I climbed a hill last night – a real hill, not a metaphorical one – up past our local white horse carved into the chalk, with beautiful views over Wiltshire. The sun was setting, and this lent a soft red glow to the distance, where 4 hot air balloons drifted in tiny silhouette. A low mist in the valley was settling over the poplar trees in the valley, and the cows were lowing softly – the only sound other than birdsong to break the silence.

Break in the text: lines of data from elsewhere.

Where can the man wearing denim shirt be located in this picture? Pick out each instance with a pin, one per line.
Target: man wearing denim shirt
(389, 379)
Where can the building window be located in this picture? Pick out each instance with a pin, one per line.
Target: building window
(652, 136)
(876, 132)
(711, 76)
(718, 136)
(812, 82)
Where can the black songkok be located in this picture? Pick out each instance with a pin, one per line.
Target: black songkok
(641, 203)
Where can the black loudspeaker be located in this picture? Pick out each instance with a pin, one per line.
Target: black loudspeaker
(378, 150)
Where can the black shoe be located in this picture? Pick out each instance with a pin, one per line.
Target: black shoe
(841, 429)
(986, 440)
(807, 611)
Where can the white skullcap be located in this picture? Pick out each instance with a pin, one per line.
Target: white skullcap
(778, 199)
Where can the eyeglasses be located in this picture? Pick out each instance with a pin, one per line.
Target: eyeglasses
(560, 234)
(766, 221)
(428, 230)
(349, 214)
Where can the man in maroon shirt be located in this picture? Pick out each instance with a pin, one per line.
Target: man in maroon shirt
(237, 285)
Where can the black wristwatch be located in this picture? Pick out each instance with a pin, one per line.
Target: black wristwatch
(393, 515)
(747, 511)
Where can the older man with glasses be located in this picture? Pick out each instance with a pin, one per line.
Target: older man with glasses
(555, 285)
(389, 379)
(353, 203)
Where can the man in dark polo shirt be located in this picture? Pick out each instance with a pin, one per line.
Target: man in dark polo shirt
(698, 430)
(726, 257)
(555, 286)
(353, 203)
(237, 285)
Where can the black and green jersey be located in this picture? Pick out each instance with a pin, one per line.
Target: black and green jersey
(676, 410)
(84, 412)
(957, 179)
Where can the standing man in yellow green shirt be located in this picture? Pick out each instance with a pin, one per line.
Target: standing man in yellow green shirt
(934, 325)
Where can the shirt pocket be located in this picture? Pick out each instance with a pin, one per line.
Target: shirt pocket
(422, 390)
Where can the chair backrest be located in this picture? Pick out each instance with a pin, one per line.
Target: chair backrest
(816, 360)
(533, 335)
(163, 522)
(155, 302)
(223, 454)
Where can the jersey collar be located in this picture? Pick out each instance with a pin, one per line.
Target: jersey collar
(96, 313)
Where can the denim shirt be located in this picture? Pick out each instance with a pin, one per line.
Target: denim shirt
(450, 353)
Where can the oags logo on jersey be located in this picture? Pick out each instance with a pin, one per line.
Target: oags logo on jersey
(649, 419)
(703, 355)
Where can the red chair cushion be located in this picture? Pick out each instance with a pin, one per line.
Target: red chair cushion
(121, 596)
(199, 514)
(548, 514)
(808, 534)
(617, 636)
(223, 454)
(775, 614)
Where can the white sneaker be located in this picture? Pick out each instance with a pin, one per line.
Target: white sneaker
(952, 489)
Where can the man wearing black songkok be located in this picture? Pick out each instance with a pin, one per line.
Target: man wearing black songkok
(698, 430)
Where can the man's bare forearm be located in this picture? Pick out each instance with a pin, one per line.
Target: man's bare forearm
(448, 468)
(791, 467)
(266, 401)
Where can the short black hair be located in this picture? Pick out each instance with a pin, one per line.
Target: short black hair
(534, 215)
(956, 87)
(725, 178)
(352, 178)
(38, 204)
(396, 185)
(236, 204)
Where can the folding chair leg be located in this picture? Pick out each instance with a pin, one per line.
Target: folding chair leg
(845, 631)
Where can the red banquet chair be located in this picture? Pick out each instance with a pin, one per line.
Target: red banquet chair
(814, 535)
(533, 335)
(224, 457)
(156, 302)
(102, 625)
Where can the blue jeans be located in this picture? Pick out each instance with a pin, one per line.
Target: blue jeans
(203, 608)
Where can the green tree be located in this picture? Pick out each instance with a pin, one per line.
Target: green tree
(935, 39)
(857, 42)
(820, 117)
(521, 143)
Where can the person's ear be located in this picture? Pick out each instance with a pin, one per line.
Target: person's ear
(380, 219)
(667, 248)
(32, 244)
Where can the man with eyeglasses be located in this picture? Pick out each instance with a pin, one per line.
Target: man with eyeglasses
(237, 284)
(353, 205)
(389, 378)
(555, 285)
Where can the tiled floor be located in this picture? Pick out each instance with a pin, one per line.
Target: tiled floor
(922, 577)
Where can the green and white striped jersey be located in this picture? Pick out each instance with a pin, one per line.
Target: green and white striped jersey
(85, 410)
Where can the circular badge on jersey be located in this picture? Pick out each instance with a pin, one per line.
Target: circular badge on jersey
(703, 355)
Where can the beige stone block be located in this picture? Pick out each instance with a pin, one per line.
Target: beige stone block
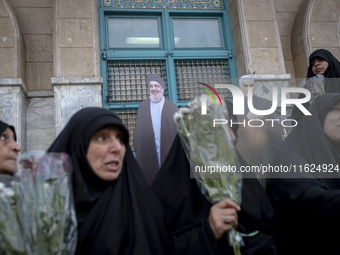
(261, 34)
(237, 39)
(39, 48)
(75, 9)
(324, 34)
(75, 33)
(234, 18)
(76, 62)
(290, 68)
(31, 3)
(3, 10)
(287, 5)
(297, 43)
(285, 21)
(334, 51)
(6, 63)
(300, 66)
(39, 76)
(286, 49)
(35, 20)
(325, 10)
(258, 10)
(265, 61)
(241, 65)
(6, 33)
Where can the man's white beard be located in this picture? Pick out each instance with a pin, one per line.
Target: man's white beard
(156, 98)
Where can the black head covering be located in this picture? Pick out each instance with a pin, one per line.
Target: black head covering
(309, 205)
(331, 77)
(4, 126)
(332, 72)
(155, 77)
(186, 210)
(118, 217)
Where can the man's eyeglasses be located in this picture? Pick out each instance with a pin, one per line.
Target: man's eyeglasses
(154, 86)
(248, 85)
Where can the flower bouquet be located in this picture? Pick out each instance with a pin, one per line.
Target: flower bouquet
(316, 86)
(210, 151)
(36, 211)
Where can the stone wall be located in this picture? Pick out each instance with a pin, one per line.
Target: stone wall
(51, 47)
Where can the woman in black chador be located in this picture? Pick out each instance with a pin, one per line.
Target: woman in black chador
(196, 227)
(322, 62)
(116, 210)
(309, 202)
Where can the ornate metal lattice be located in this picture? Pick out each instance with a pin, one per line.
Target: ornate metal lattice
(190, 72)
(126, 80)
(177, 4)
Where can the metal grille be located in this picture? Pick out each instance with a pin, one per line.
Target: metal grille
(128, 117)
(189, 72)
(126, 80)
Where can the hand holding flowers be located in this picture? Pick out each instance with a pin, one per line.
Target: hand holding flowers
(37, 215)
(208, 149)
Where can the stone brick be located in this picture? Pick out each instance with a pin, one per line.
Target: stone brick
(75, 33)
(6, 33)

But beautiful as they were, the surroundings were not what was important – what was important was that I was with my friend Sue, whom I see only rarely because I (and she) lead such busy lives that there are always good reasons not to make the effort to meet up. I am particularly guilty in this respect, especially in term time, when school takes over my life entirely, from dawn to dusk, but Sue has never given up on me over the seven years she has known me. She has often insisted on meeting up, on taking me out of my intense existence just to talk about ‘ordinary’ things, just to enjoy being ‘normal’.
So last night we talked as we walked about ordinary stuff, about normal everyday life – about what we were doing, about how we were balancing all the things we were doing all of the time, about the future and about the past. And as we talked, I experienced an immense feeling of gratitude for this friendship, and I was reminded immediately and powerfully of the value of female friendships.
We hear all the time about negative female-female relationships – woman bosses who are more difficult to work for than male bosses, or women being unkind to other women about their appearance and/or their life choices (just follow the strings of comments on the Daily Mail online …). Girls have the reputation of being far meaner, harsher, more judgemental in relationships than boys – ‘cattier’, ‘bitchier’ – and when we talk about Queen Bee syndrome, we know we are not talking about men.
And yet women have the capacity to create enormously supportive relationships and sustain an amazing companionship. Fantastic business mentoring schemes for women have been springing up for several years now, and girls when they are together develop incredibly strong and lasting friendships (I cite the Year 13 leavers at my own school, year-on-year, as a phenomenal example). Our female friends see us through the ups and downs of our lives, and our time on this planet is richer as a result. We need to remember this, just as we need to remember too to invest time and care in our female friends if our friendships are to flourish and deepen.
To my friend Sue, thank you for reminding me of this. And thank you for investing in our friendship.